The thoughts of people in Central Scotland who are living with dementia have helped formulate two digital artworks at Forth Valley Royal Hospital – one based on clouds, the other reflecting land through which dreams flow.
The £15,000 project, a commission for an older artist, was secured by Artlink Central through the Baring Foundation’s Arts and Older People programme and has been created by Fife-based digital artist Elizabeth Ogilvie who worked with film-maker Rob Page.

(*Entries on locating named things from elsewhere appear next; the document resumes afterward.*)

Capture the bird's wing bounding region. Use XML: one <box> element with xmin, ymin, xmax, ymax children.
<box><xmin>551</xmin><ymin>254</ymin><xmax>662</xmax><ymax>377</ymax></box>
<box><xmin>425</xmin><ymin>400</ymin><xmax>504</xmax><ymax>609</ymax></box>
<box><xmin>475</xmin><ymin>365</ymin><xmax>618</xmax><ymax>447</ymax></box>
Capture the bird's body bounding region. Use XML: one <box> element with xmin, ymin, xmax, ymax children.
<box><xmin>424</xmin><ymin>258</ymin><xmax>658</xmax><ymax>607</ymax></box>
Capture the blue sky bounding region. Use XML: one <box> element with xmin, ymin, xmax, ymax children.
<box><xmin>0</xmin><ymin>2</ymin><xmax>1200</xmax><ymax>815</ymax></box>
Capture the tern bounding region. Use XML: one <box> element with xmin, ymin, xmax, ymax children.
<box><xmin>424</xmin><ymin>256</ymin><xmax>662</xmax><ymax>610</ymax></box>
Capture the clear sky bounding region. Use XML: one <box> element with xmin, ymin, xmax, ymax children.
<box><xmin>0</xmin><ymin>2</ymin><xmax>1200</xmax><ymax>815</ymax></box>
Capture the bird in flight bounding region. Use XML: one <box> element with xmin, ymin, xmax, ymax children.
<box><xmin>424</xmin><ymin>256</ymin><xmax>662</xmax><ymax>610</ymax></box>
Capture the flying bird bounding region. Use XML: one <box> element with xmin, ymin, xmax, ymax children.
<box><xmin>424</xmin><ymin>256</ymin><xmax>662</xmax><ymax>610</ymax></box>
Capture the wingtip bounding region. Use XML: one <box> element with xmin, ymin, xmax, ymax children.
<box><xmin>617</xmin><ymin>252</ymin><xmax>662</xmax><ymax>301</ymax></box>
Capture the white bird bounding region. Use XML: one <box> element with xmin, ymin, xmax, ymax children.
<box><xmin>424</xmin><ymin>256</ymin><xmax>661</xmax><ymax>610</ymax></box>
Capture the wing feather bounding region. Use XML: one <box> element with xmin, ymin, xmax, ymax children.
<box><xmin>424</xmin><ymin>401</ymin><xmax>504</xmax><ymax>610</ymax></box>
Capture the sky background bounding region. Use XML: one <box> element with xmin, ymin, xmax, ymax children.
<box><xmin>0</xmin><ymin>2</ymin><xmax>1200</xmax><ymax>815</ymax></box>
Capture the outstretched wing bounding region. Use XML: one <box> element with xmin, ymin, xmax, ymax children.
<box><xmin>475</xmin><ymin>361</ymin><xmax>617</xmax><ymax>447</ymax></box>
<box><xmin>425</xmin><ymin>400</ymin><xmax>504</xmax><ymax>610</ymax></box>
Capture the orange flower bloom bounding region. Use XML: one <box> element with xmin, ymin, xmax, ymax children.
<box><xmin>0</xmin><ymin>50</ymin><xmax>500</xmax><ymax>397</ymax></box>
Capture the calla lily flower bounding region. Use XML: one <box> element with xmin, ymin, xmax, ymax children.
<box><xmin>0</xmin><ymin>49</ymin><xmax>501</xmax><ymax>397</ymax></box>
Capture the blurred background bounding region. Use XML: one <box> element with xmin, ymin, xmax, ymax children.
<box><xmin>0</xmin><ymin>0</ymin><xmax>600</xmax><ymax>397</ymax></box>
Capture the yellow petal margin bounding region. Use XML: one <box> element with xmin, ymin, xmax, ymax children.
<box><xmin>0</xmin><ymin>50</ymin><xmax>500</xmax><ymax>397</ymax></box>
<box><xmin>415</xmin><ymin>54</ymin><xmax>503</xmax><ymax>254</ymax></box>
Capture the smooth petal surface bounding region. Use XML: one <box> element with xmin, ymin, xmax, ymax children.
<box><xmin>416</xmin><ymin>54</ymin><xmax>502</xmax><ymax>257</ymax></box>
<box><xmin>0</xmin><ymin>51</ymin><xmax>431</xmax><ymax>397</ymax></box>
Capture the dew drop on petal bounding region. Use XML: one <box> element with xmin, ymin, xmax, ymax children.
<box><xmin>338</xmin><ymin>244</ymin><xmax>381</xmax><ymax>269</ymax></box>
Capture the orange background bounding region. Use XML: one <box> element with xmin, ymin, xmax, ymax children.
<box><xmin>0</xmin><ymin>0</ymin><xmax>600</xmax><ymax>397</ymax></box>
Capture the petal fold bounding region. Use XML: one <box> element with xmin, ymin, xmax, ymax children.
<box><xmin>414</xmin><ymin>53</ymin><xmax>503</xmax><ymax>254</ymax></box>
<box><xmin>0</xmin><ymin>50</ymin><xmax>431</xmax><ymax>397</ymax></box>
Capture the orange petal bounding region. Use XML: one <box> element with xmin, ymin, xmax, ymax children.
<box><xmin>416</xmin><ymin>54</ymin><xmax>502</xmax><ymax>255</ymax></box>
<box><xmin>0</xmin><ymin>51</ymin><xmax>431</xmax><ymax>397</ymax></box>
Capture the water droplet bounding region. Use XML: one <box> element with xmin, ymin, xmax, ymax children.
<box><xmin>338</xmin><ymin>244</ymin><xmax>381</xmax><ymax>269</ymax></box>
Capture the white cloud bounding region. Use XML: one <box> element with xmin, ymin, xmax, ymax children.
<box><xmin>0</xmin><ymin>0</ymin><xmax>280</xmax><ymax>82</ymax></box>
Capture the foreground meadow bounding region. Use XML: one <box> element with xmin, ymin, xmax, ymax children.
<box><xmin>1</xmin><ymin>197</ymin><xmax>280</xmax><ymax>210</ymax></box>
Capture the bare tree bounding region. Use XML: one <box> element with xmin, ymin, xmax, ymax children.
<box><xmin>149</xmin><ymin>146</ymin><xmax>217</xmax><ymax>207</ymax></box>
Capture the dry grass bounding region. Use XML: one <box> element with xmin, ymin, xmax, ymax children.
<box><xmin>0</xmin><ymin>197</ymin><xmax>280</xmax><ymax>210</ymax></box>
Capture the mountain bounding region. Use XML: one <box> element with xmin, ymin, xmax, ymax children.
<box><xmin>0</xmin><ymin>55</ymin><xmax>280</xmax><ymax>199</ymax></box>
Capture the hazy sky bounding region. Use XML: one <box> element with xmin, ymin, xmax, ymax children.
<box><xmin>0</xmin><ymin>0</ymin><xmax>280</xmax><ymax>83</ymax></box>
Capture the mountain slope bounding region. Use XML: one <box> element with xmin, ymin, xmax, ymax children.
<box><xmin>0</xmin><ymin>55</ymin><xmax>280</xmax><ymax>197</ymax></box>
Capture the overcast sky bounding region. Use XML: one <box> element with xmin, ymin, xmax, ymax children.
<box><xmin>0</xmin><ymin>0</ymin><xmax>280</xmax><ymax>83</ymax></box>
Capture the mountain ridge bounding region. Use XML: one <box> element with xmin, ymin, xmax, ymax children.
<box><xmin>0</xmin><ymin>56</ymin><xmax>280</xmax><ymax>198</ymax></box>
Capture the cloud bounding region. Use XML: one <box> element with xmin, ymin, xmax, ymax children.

Her decision to create a cloudscape in the atrium and a gentle landscape for an inpatient ward was helped with support from a local artist living with dementia. Alzheimers Scotland’s ‘Brain Gym’ in Camelon, which brings together a group of people affected by the disease, also talked about landscapes that were important to them and offered advice on camera shots and movements to help make the film as accessible as possible for people with dementia.
The work was supported by Serco who installed the final projections.
Cloudgate, the digital artwork in the atrium, takes the form of a projected moving image on to a voile theatre screen which will then cast further back onto a second screen.
Artist Elizabeth Ogilvie explained: “The initial thinking for the installation in this location was inspired by my first visit to the Forth Valley Royal Hospital site with its enormous skies. And through research, experimentation and development of the concept, the final work is a more conceptual notion of the whole water cycle – ice crystals, snow, clouds, rain, mist and distribution as raindrops splash into a river and then the whole cycle starts again – a life cycle, a continuum.”
The ward based work projects three digital screens to create a triptych of slow moving landscape images that are like paintings. They play out slowly and feature someone walking across the scenes providing a connection between each work. The films operate on a loop and feature birdsong.